Quem é “você” a quem tu se refere, Daniel? Não tem ninguém lendo essa merda!

Cale a sua boca, consciência. Eu falo com quem eu imagino existir. E se, pra mim, tem alguém do outro lado, então tem. Quietinha. Obedeça-me.

— Até que não é uma má ideia — sorrio sarcasticamente, imitando a mesma expressão que ele exibe em seu rosto agora — é, podemos fazer isso!

— Ótimo, porque eu não aceitaria facilmente um “não” como resposta…

— Possessivo, o senhor, né — arqueio a sobrancelha, dando a deixa para uma barulhenta gargalhada vinda de mim (de quem mais seria?).

— Que nada, eu só cuido do que é meu!

Gente… é cada tiro, né? Cada tiro que eu levo com esse menino que nem sei como lidar. Há mais de um mês eu estava me doendo por tê-lo denunciado por bullying, e agora somos casados imaginariamente.

Acontece, não é? Coisas do dia a dia. Momentos.

— E então — decido me afundar de vez no mar do seu joguinho, mesmo sabendo que essa história de casamento não está nem perto de acontecer — o que faremos agora?
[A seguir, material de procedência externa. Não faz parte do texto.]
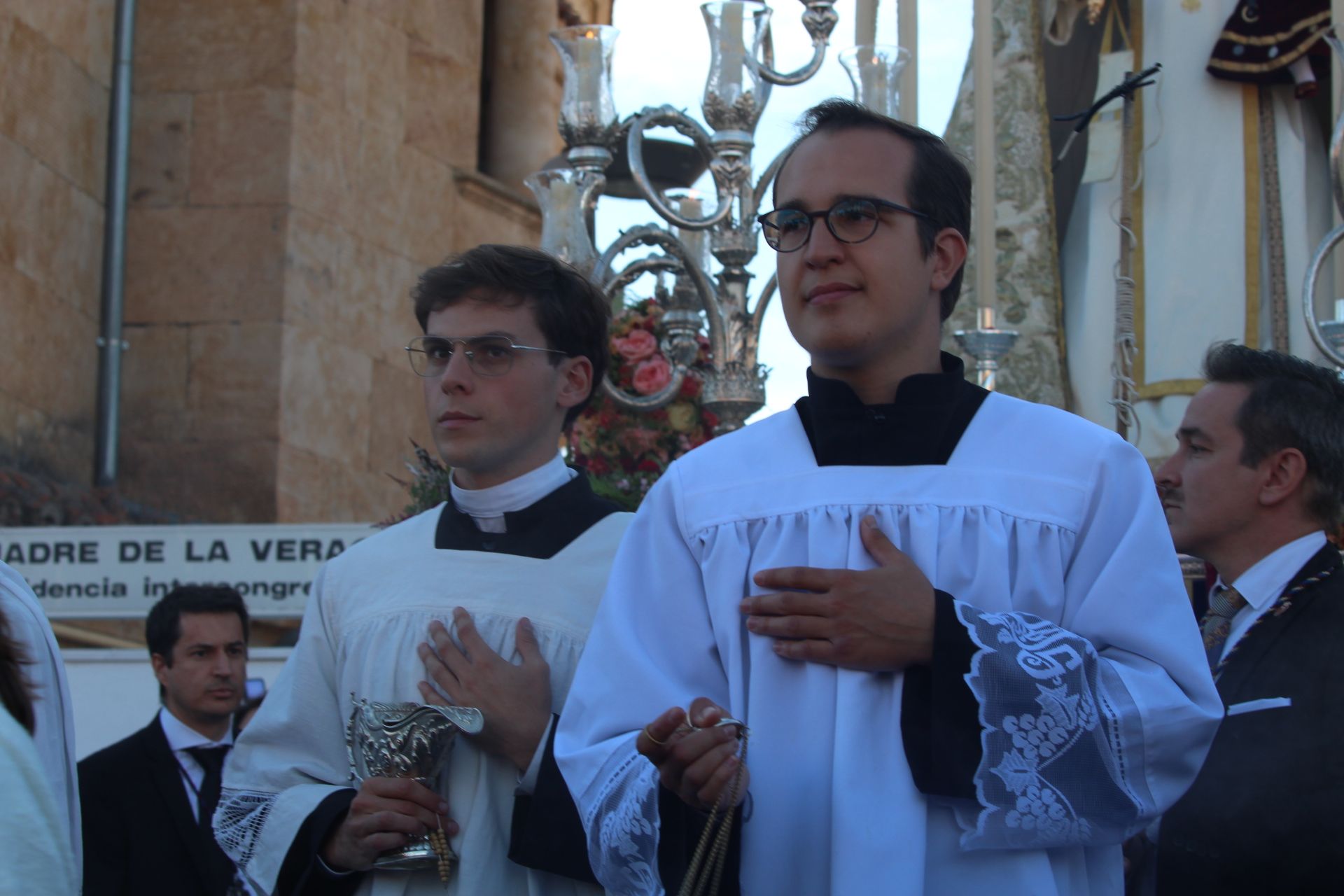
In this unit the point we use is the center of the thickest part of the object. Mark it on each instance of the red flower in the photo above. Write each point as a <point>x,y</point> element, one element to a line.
<point>652,375</point>
<point>636,347</point>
— Vamos morar juntos, ué — ele dá de ombros, e a mão que antes estava em meu braço se direciona ao meu pulso — para onde você quer ir?

— Quer mesmo saber?

— É você quem decide nosso destino agora, meu amor — eu ainda vou entrar em coma por conta desses sorrisos que Shawn me lança a cada frase fofa que ele me joga — pode me responder?

— Então, sem querer ser presunçoso, mas já sendo — aperto sua mão firmemente — o que acha de New York?
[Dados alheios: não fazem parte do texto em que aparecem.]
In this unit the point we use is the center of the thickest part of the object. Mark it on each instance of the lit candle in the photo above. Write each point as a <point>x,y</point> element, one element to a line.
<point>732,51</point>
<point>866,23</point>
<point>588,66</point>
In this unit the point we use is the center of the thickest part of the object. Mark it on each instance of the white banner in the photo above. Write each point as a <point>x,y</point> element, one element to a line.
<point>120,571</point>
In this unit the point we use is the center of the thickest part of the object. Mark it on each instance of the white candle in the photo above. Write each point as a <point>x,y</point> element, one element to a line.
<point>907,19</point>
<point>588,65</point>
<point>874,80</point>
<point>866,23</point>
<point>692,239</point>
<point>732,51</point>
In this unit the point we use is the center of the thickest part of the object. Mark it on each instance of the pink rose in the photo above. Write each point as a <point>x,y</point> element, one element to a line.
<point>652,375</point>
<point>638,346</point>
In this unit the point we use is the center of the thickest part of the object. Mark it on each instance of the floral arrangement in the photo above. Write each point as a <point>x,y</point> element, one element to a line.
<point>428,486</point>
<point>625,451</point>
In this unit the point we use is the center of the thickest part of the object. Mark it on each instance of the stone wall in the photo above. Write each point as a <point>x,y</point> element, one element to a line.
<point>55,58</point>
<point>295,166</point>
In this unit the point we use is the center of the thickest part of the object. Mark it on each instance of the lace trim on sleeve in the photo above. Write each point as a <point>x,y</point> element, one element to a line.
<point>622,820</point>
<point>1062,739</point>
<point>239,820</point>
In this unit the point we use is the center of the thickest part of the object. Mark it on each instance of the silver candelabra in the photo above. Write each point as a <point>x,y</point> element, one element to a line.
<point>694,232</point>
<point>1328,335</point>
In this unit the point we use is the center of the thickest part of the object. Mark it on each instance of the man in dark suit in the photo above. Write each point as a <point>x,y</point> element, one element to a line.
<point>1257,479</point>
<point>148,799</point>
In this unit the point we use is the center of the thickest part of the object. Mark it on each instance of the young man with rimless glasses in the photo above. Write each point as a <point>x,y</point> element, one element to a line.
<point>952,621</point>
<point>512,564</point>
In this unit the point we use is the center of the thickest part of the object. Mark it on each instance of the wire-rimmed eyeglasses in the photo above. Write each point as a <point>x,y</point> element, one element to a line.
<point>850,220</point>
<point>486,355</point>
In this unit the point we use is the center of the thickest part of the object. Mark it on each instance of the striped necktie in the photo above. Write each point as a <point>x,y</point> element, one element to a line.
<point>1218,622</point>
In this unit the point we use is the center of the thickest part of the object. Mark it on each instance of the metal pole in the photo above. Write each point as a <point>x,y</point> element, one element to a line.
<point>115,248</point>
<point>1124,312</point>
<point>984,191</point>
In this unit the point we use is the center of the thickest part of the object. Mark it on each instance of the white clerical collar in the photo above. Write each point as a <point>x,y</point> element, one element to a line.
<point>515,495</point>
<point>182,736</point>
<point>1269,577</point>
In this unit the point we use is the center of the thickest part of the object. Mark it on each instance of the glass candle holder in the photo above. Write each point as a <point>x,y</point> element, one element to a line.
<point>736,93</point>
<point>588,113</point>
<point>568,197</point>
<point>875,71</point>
— Como você disse antes: até que não é uma má ideia… é, podemos fazer isso! Eu te levo pra lá, te dou tudo o que você quiser, só pra te ver feliz e comigo. Combinado?

O Hans estende seu dedo mindinho da mão que não estava segurando a minha. Fico surpreso, afinal, quem diria que ele saberia fazer a promessa do dedo mindinho, não é mesmo? E para não dar motivos de desconfiança, me enterro de vez nessa história, usando o dedo de minha outra mão para apertar o seu e firmar o juramento.

— Combinado, Shawn Graham Hans.

— Você jamais esquecerá do Graham a partir de agora, não é — é a sua vez de arquear a sobrancelha para mim.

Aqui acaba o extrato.